Message to the modern world
Davi Kopenawa Yanomami, an Indigenous leader from northern Brazil, is tragically aware of the cost of contact; nearly a quarter of the Yanomami perished as the result of the illegal invasion of their land by wildcat miners in the late 1980s and early 1990s. In the foreword to the Survival International report, he writes:
There are many uncontacted Indigenous peoples. I don’t know them, but they have the same blood as us, my relatives who live in the forest and have never seen the non-Indigenous peoples’ world. We all breathe the same air.
They are suffering just like we are. The napë [non-Indigenous people] are always wanting more and destroying nature looking for natural resources. …

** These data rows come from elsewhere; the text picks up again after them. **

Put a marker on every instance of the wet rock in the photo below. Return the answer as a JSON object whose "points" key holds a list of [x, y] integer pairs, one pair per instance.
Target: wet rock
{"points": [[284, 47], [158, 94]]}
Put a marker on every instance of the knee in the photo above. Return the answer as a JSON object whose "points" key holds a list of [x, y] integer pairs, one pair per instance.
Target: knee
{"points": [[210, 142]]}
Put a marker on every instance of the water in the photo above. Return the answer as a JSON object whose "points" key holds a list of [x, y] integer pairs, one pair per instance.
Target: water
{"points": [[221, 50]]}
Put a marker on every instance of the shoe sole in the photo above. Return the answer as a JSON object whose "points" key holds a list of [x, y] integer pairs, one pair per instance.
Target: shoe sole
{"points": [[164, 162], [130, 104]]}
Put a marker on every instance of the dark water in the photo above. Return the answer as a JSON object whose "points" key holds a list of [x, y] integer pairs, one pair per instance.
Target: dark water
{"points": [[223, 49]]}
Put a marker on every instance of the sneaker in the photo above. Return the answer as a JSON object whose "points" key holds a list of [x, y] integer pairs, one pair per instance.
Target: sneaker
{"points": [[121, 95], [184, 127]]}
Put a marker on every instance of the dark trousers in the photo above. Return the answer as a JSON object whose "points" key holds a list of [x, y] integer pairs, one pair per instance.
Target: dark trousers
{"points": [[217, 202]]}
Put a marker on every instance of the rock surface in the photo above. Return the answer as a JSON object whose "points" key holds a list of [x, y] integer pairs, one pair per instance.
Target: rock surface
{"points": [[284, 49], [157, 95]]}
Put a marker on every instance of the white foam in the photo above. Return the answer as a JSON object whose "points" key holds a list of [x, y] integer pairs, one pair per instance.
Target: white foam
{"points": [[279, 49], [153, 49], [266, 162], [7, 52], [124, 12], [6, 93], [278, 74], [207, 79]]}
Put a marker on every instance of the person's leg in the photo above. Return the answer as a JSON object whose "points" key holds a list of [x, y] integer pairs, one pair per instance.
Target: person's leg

Uncontacted peoples are in their homes because they chose those places! They are not starving! They have food to eat, game to hunt and fruits like açaí and bacaba to collect from which to make juice. …
I want to help my uncontacted relatives. I don’t want them to be sad, to suffer. We, the peoples of the forest, have never suffered, but now we are suffering because the city people are destroying the beauty of our forest and they’re coming closer, building roads, clearing the way for outsiders to enter and occupy our lands.
Banner image: Dozens of Mashco Piro people appeared on a riverbank in Peru in 2024, just a few miles from logging concessions. The Mascho Piro are Indigenous nomadic hunter-gatherers who inhabit Manú National Park in the Madre de Dios region of Peru. They have in the past actively avoided contact with outsiders. Image courtesy of Survival International.
Citations:
Survival International: Uncontacted Indigenous Peoples: at the Edge of Survival, (Oct. 27, 2025).